Al cabo de un rato llaman al timbre y, como no queda otra, abro la puerta para encontrarme con que… ¡Joder! ¿Esta es mi inquilina?

Vale, es una pija, tal y como yo esperaba. No hay más que verle el bolso de marca, las botas de tacón y la ropa que lleva en general. Es una presumida con todas las de la ley, pero ¡ahí va la hostia! ¡Menudo pibón!

No puedo evitar mirarla de arriba abajo. Tiene el pelo castaño oscuro y la frente oculta por un flequillo que enmarca su angelical rostro. Sus rasgos son dulces, como los de una niña, pero su boca… ¡Ay, su boca!

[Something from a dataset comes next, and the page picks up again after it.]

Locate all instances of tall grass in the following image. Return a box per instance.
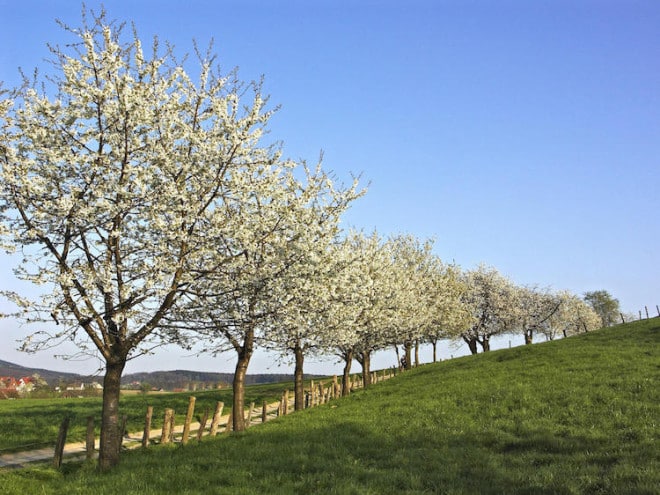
[0,319,660,495]
[0,382,293,453]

Fijo la mirada en sus labios, carnosos y que lleva pintados de un provocativo rojo. Vale, me estoy pasando. Le estoy dando un repaso de los buenos, pero es que hacía mucho que no veía a una tía como esta. Vamos, desde que volví al pueblo.

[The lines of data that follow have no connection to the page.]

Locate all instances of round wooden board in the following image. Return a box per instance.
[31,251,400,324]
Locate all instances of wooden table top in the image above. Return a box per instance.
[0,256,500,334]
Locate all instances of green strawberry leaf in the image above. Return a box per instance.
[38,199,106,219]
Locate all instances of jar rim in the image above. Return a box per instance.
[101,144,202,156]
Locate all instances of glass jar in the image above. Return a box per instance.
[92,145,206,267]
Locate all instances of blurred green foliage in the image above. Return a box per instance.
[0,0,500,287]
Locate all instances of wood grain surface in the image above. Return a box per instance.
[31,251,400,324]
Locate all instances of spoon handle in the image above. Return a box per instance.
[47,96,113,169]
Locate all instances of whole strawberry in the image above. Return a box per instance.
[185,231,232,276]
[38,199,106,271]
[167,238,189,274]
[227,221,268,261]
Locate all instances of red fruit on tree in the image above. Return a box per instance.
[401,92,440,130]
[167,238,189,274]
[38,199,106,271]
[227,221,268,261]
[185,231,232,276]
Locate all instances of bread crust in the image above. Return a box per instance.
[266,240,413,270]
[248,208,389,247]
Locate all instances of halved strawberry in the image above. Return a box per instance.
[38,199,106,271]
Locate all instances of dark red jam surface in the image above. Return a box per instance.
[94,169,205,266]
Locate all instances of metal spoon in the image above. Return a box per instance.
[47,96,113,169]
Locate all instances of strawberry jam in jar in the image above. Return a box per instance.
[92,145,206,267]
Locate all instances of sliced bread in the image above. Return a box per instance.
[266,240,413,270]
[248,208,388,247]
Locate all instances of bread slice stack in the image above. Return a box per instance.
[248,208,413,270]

Me obligo a reaccionar y acepto la mano que ella me ofrece. Correspondo a su gesto. Menos mal que no me ha dado dos besos como es habitual, solo de pensar en sentir su cuerpo tan cerca del mío me han empezado a entrar sudores. Me asombra lo suave que tiene la piel, pero, claro, me juego el cuello a que es de las que se gasta un dineral en potingues. No hay más que ver lo maquillada que va. ¿Adónde coño pensaba que venía?

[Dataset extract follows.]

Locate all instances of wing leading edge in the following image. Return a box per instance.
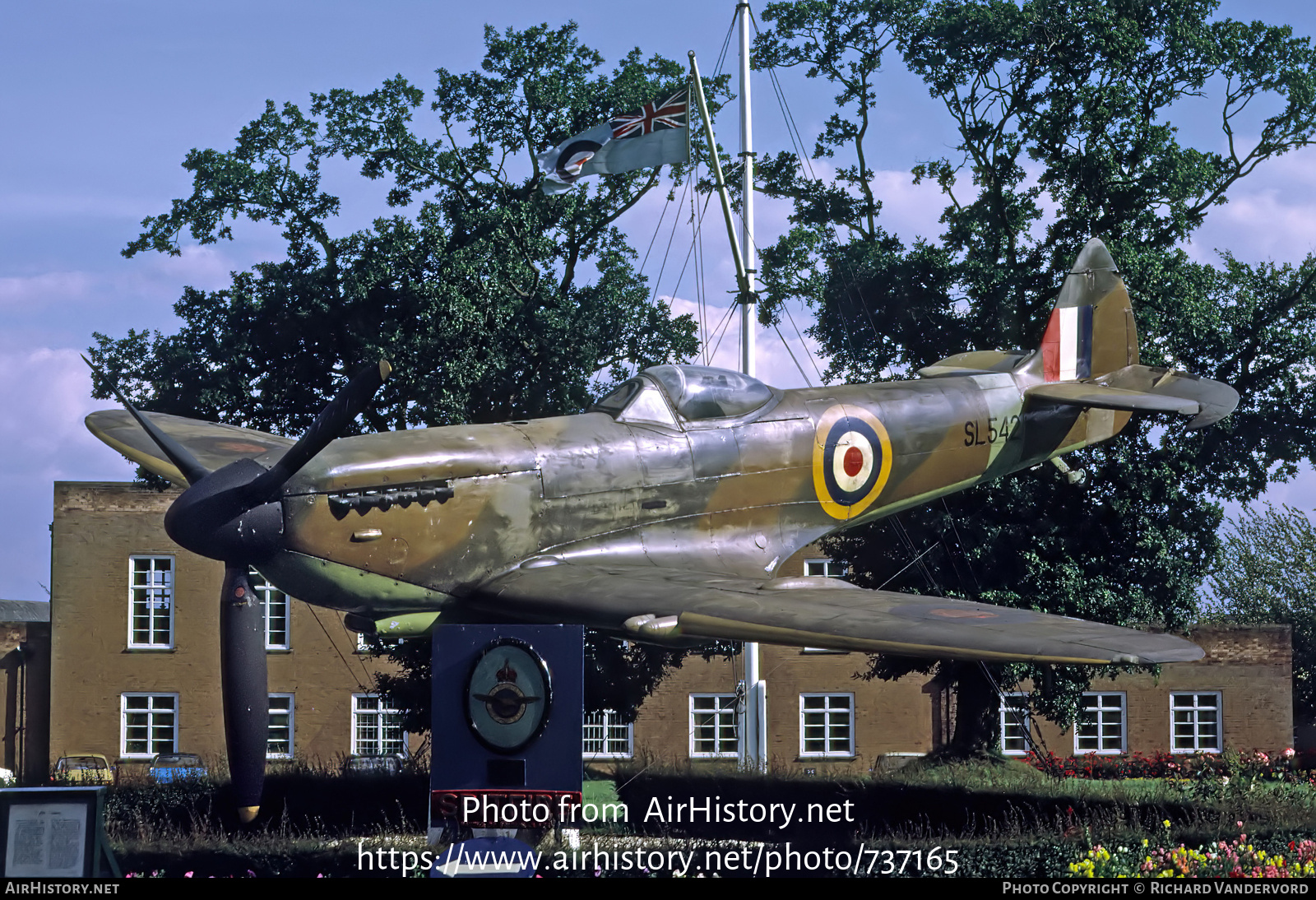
[87,409,294,485]
[467,558,1204,665]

–Encantado. Soy Arturo. Pasa, te enseñaré la casa –le digo mientras le miro disimuladamente las tetas.

Ahora me reafirmo, ¡qué buena está! Bah, pero ¿qué chorradas estoy pensando? Vale que está maciza, ¿y qué? Seguro que no es más que una señoritinga estirada. Desde luego, tiene toda la pinta. Bueno, lo mejor será que la ayude con esa barbaridad de maletas que ha traído. Está visto que lo de las mujeres y la ropa no tiene límite… Esta ha debido arrasar algún centro comercial para poder llenar el equipaje.

Mientras cargo las pesadas maletas y las meto en el interior de la casa refunfuño por lo bajo. Joder, es que todas son iguales. «Sí, pero qué buena está», pienso una vez más incapaz de apartar la mirada de cierta zona y, cuando se da la vuelta, dirigiéndola a otra igual de apetecible.

¡Qué culo!

¡Mierda! Menuda pillada me ha metido mirándole el culo. Pero, joder, ¡es que tiene un culazo! Por no hablar del resto… «Me está sonriendo, ¿está ligando conmigo?» No me da tiempo a averiguarlo porque su expresión ha cambiado a la velocidad de la luz y su semblante es ahora serio. Espero que no quiera nada, porque por muy guapa que sea eso es del todo imposible. ¿Yo con una pija de ciudad? Ni soñarlo. Con una ya tuve bastante.

Antes soltero de por vida que con un espécimen de su clase. He dicho.